Todo comenzó un día cualquiera en el barrio de Cas Capiscol, donde una mujer, desesperada y sin pensarlo dos veces, decidió poner en peligro su futuro por diez euros. Este martes, un juzgado de lo Penal de Palma dictó sentencia: un año, nueve meses y un día tras las rejas. ¿Y todo por qué? Por agredir a su propio padre para robarle esa ridícula cantidad de dinero.
La historia se remonta al 17 de enero. A pesar de tener una orden de alejamiento que le prohibía acercarse a menos de 250 metros de él, esta mujer española de 45 años se presentó en su hogar con la única intención de conseguir ese efectivo. El padre, que ya le había dado 25 euros esa mañana, no estaba dispuesto a ceder ante sus exigencias. Y aquí es donde la cosa se torna oscura.
Un enfrentamiento desgarrador
En lugar de aceptar el ‘no’ como respuesta, la mujer entró en cólera. Comenzó a revolver entre la ropa del hombre en busca de su cartera y no se detuvo ahí; lo empujó hasta hacerlo caer al suelo y derribó incluso una estufa de butano para intimidarlo aún más. La situación era insostenible y escalofriante.

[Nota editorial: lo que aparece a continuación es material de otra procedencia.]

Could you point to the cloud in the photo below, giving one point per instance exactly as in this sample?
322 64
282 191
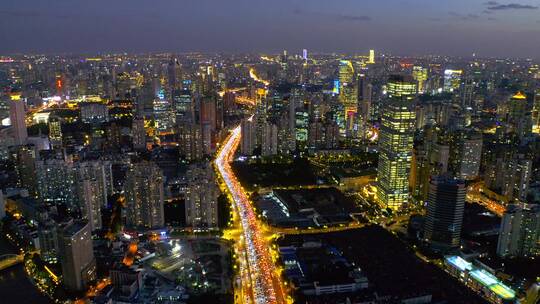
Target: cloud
511 6
354 18
339 17
467 17
30 14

A pesar del miedo palpable en el ambiente, logró salir con esos diez euros que tanto ansiaba. Pero esa victoria momentánea le costaría caro: horas después fue detenida por la Policía Nacional y enviada directamente a prisión.
La magistrada, tras escuchar los términos del acuerdo entre la defensa y la Fiscalía, no dudó en dictar sentencia inmediatamente. Una historia triste que pone sobre la mesa problemas familiares complejos y decisiones erráticas que terminan siempre mal.